Provenance Blockchain: A One-Stop Shop for Token Issuance and Compliance?

As the “public blockchain” space is being tempered now by market forces, regulation and reality, companies running or looking to set up an investing platform or manage token issuance may want to take a look at the Provenance Blockchain, a privately-developed DLT (distributed ledger technology platform).

If you have been reading me, you’ll know I’m no huge fan of purported “blockchain” projects, especially ones claiming to be “decentralized” (controlled by no one party). This is because a closer examination of many projects reveals that they are actually centralized. Critics like David Gerard have also argued that centralization is more or less inevitable as blockchains scale- the heavy concentration of Bitcoin mining in China, for instance.

I also have a chip on my shoulder because most blockchain projects also sold tokens to the public before they even had a prototype or determined real demand. Ninety percent of projects that ICO’d in 2016 and 2017 have now failed or are struggling to deliver as the cash taps slowed to a trickle during the recent token market slump.

Frankly, there appears to be a glut of token supply currently and many blockchains are struggling to “go mainstream” and find users.

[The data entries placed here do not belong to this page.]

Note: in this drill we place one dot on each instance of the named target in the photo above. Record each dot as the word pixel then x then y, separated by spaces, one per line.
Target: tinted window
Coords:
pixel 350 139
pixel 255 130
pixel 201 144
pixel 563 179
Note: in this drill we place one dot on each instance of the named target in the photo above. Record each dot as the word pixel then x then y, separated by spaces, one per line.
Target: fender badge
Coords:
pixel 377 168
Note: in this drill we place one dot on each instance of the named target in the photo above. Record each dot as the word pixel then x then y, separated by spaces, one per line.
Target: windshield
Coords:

Ironically, writing about crypto for more than two years has only increased my affection for mainstream fiduciaries and privately-endowed trust.

So this brings us to the matter of whether or not security-issuance can really be aided by software that claims to coordinate KYC, compliance with Bank Secrecy etc. and trading all on one platform.

Provenance says it can. I have not tested this product, nor seen testimonials. I’ll have to leave that to you. But I can tell you about it.

According to Provenance:

“The asset management industry is plagued by costly inefficiencies and intermediation. North American investment management companies spent over $300 billion in 2018 on operations, technology, custody, compliance and administration.”

Keep in mind that even a blockchain won’t relieve you of all your compliance costs if The Man comes calling, as Kraken pointed out in a recent tweet.

Provenance says its software, “has been used by firms such as Jefferies, Figure and Caliber Loans to reduce costs and improve execution in the loan origination, financing, and securitization market.”

Figure and Caliber Loans are sister firms of Provenance. Figure, the creator of Provenance, is an online lender facilitating student debt refinancing, mortgage refinancing, and HELOCs. Caliber is a home financing platform. Last August, Figure reportedly raised $100 million in funding at a billion-dollar valuation thus entering Fintech unicorn status.

With regards to savings on administration, the company claims:

“Figure and its partners have realized upwards of 133 basis points in value using Provenance for the origination, financing, trading and securitization of over $700 million in loans on Provenance. While the basis point value gain is smaller for fund custody and administration, we believe the dollar amount of benefit is at least as great.”

In terms of how it works:

“Provenance is a public but permissioned, distributed stakeholder blockchain for the financial ecosystem. Provenance combines the distributed, trustless and immutable characteristics of blockchain with the function of a ledger, registry and exchange.”

I’m not sure what the 12 financial firms are doing:

“Provenance utilizes a set of stakeholders – 12 financial firms – to validate transactions, and omnibus banks to act as a bridge between blockchain and fiat.”

Maybe it’s background for the, “immediate, riskless, bilateral trading between two parties, be it to trade a security or subscribe to a fund.”

Best consult the white paper at this time.

Efficiencies, the company claims, also come from the:

● “Registrar – Reduces or eliminates the role of  a transfer agent in managing subscriptions, redemptions, cap table and investor communication.”

● “Exchange – Allows for up to 24×7 trading of fund subscriptions.”

● “Ledger – Reduces custody and administration costs. With a broader adoption of Provenance, additional benefits can be realized…”

Other outlets have described liquidity problems with small tokens (many of these were ICOs) it should be noted, but that doesn’t necessarily mean that a token representing a good asset on a reputable platform won’t attract buyers.

Some of the features of the software, including maintaining investor verification records and trading, don’t seem that different from conventional stock trading software on the surface. I could easily be wrong on that as this platform could offer consolidation virtues.

At least it has centralization going for it.